Highly Capital Efficient Investment
Risk weighted assets less than half of direct equity, and even less RWA in times of stress.
Reduced Risk
Cutting volatility in half and reducing drawdowns. This avoids liquidation pressure in the wrong moment.
Equity Upside
Reducing risk allows to stay invested and compounding returns throughout market cycles.
QI Approach
Based on three pillars to stay invested and avoid losses
Global Equity Exposure
Equal-weighted exposure to EuroStoxx50, Nasdaq-100, and Dow Jones through futures, providing diversified global equity participation.
Equity Guard Protection
Dual hedging system: basic annual put protection at 90% level plus AI-generated quarterly hedging signals for enhanced downside protection.
AI-Enhanced Signals
Proprietary machine learning models analyze market and valuation data, macro data, and alternative indicators to optimize hedging timing and effectiveness.

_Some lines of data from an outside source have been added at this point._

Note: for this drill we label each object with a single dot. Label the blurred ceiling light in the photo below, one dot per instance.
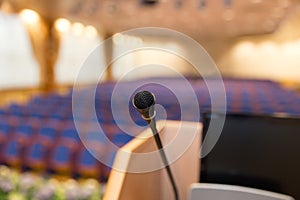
(91, 31)
(244, 48)
(118, 38)
(78, 28)
(29, 16)
(228, 15)
(62, 25)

How the Equity Guard Works
Our systematic approach to risk management operates through a disciplined, quantitative framework.
90% Put Protection
Annual purchase of put options at approximately 90% of current index levels provides foundational downside protection.
Individual Index Hedging
Each underlying index (EuroStoxx50, Nasdaq-100, Dow Jones) is hedged separately to account for regional market differences.
No Upside Sacrifice
Unlike covered call strategies, we maintain full participation in positive market moves.
Signal Generation
Machine learning models analyze market conditions, volatility patterns, and alternative data sources to generate additional hedging signals.
Dynamic Adjustment
Quarterly evaluation determines optimal additional protection levels based on existing coverage and market outlook.
Cost Optimization
AI signals help time hedging purchases to minimize costs while maximizing protection effectiveness.
Key Benefits
The advantages of our systematic approach to equity protection and risk management.
Behavioral Alpha
Helps investors stay invested during volatile periods by reducing emotional decision-making and providing systematic protection.
Crisis Protection
Historical outperformance during major market downturns through systematic hedging and dynamic risk management strategies.
Upside Participation
Maintains correlation with equity markets during positive periods while providing downside protection when needed most.